Several methods exist to analyse text and to separately analyse the structure of social/communication networks. The objective of this thesis is to define, implement and experimentally evaluate measures to analyse text networks, that is, data containing information both on the communication network and on the text content exchanged through the network. A typical example of text networks are online conversations. The project includes the development and testing of part of a data analysis library (C++) combining functionality to efficiently model interconnected graphs with some existing text mining tools. The student will learn about graph and text manipulation. The final outcome of the project will be to test the software developed by analyzing empirical data collected from real online social media (e.g., Twitter, friendFeed) and compare the results with theoretical models.

### Network embedding for multiplex/text networks

Level: Bachelor or Master

Network embedding is a process that turns each node in a graph into a point in a multidimensional space, so that traditional machine learning and data mining algorithms can then be applied. This thesis concerns the implementation, testing and (for the master version) extension of network embedding algorithms for (multi)graphs extended with additional information, e.g., edge types, time and text. Knowledge of C++ is required.

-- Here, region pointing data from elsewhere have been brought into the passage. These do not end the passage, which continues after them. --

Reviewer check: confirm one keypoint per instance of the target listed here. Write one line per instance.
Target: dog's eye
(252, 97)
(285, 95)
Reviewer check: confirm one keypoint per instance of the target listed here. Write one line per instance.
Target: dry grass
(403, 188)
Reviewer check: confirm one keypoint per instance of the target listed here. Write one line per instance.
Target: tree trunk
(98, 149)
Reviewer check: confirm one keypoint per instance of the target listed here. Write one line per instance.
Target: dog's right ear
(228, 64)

### Stochastic blockmodeling for (temporal) text networks

Level: Bachelor or Master

Stochastic blockmodeling is a generative model for random graphs, commonly used for pattern detection in networks. This thesis concerns the extension of existing methods to combine textual information with structural information about the graph. For the master version, a qualitative comparison with other methods is also an objective. The candidate must be fluent in C++ programming, able to digest non-trivial mathematics, motivated, independent and creative.

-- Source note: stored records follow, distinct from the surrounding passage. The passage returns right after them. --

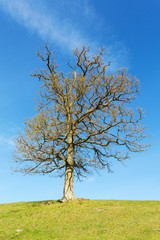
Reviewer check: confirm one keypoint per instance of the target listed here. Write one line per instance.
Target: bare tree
(82, 121)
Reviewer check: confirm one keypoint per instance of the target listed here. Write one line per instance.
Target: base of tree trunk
(67, 197)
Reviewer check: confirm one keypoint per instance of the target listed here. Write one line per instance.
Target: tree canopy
(84, 119)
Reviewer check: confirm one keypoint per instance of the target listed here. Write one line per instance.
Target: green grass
(81, 219)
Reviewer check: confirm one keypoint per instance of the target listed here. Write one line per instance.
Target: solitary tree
(83, 119)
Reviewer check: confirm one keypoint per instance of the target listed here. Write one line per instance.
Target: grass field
(81, 219)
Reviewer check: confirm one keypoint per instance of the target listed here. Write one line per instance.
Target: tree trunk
(68, 182)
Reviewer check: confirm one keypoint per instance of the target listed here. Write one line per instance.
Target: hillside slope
(81, 219)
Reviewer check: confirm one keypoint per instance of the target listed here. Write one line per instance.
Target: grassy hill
(81, 219)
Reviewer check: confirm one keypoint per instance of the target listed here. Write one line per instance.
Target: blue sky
(130, 32)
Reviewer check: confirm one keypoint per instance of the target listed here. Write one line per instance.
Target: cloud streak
(36, 18)
(51, 25)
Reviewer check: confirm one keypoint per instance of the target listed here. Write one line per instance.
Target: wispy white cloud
(35, 17)
(50, 25)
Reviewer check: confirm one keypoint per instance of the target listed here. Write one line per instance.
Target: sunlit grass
(81, 219)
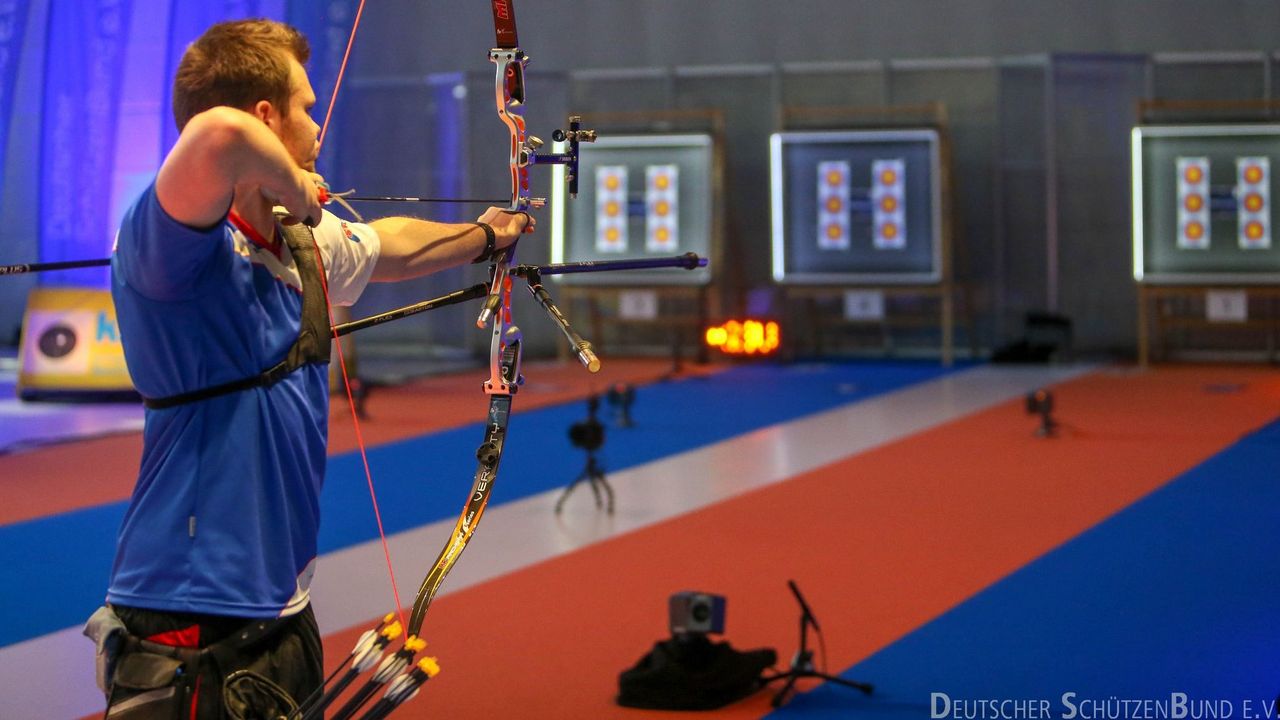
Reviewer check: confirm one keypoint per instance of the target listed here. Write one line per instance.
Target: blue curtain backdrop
(82, 96)
(13, 26)
(327, 23)
(187, 21)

### Modelling topic divergence in (temporal) text networks

Level: Master

As the use of online social media (e.g., Twitter, friendFeed) becomes ever more prevalent, users’ awareness of the impact of their online actions have been also increasing. Our hypothesis is that, as a consequence, they express themselves in a different way when they address individuals than when they address a broader audience (e.g., they write a message to multiple people at once). In order to verify such theory we need to develop a new algorithm to detect these communication motifs using the network structure, text and time. The project includes the development and testing of part of a data analysis library (C++) combining functionality to efficiently model the aforementioned motifs. The student will learn about graph and text manipulation. The final outcome of the project will be to define, implement and perform a natural experiment by analyzing data collected from real online social media or email communications to either verify or falsify our initial hypothesis.

### Sparsification of Uncertain (Probabilistic) Networks

Level: Bachelor

The objective of this project is to develop and test sparsification methods and algorithms for probabilistic (uncertain) networks. The algorithms will be implemented as part of an existing library and tested on both real and synthetic data. One step ahead can be extending the existing state-of-the-art method. The candidate must have knowledge of programming in C++ and be motivated and independent.

Definition (Sparsified graph): Given a graph G=(V,E) and sparsification ratio (a), G'=(V,E') is a sparsified graph in which |E'| = a |E| and G' preserves the structural properties of the network. The structural properties to be preserved, e.g. expected degree, are chosen by the student and the supervisor.